Defining Essential Benefits: Medical Necessity Worries
Under the health system reform law, one of the Department of Health and Human Services’ (HHS) most consequential challenges involves deciding how to define the essential benefits (listed below) that must be offered by all health plans in state health insurance exchanges.
- Ambulatory patient services
- Emergency services
- Hospitalization
- Laboratory services
- Maternity and newborn car
- Mental health and substance use disorder services, including behavioral heal treatment
- Pediatric services, including oral and vision care
- Prescription drugs
- Preventive and wellness services and chronic disease management
- Rehabilitative and habilitative services and devices
http://www.cms.gov/LegislativeUpdate/downloads/PPACA.pdf
Although a benefit may be covered, it does not mean the health insurance plans pay for it in every circumstance.
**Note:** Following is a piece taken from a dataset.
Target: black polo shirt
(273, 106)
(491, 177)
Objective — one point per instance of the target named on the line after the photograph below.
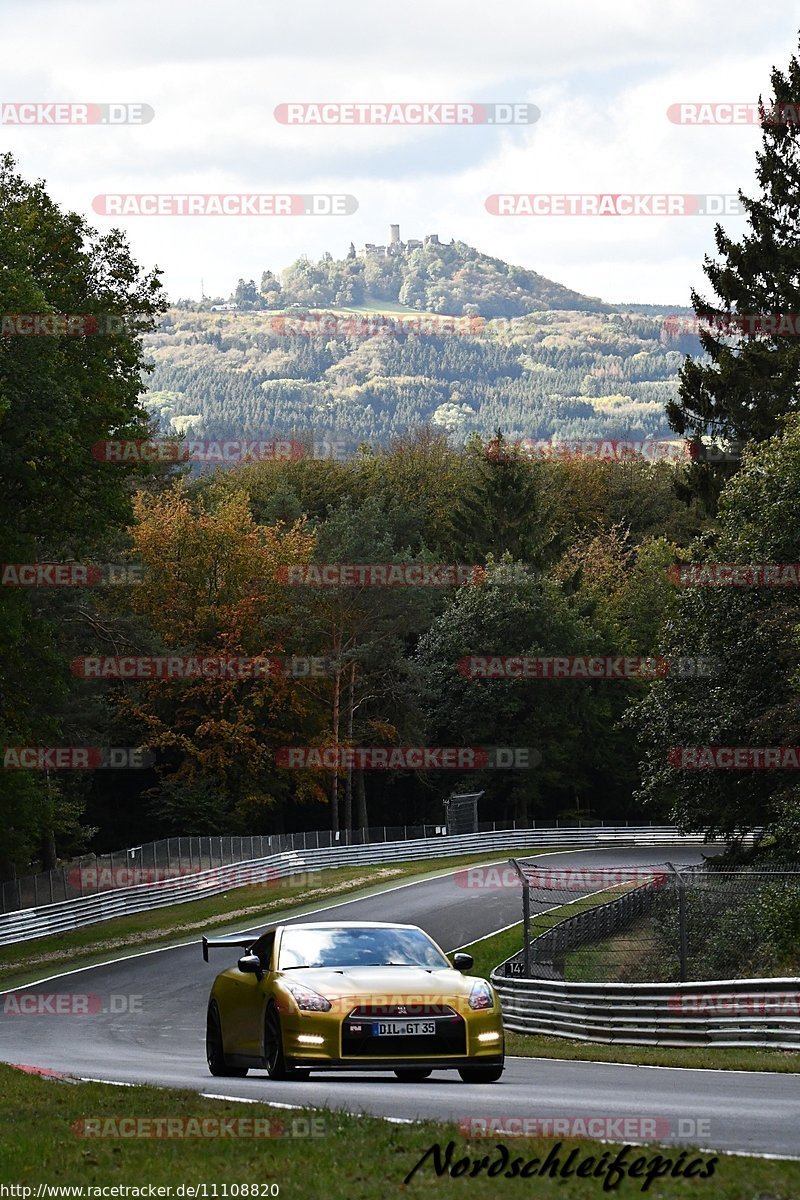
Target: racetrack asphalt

Medicare follows an evidence-based approach for coverage determinations and Congress did not call for a definition of medical necessity in the reform law, calling it unnecessary. However, some medical societies voiced concern on this front. They warned that health plans frequently rule health services as not medically necessary unless they are supported by randomized controlled studies. “The health plan might not exactly say it, but essentially what they’re sayings is, ‘Occupational therapy for a child with cerebral palsy – where’s the evidence?” the AAP’s Dr. Racine said. Often, primarily concerning women’s health and pediatrics, few such studies exist. In these cases, it is apparent that alternatives as observational studies or specialty expert opinion should suffice.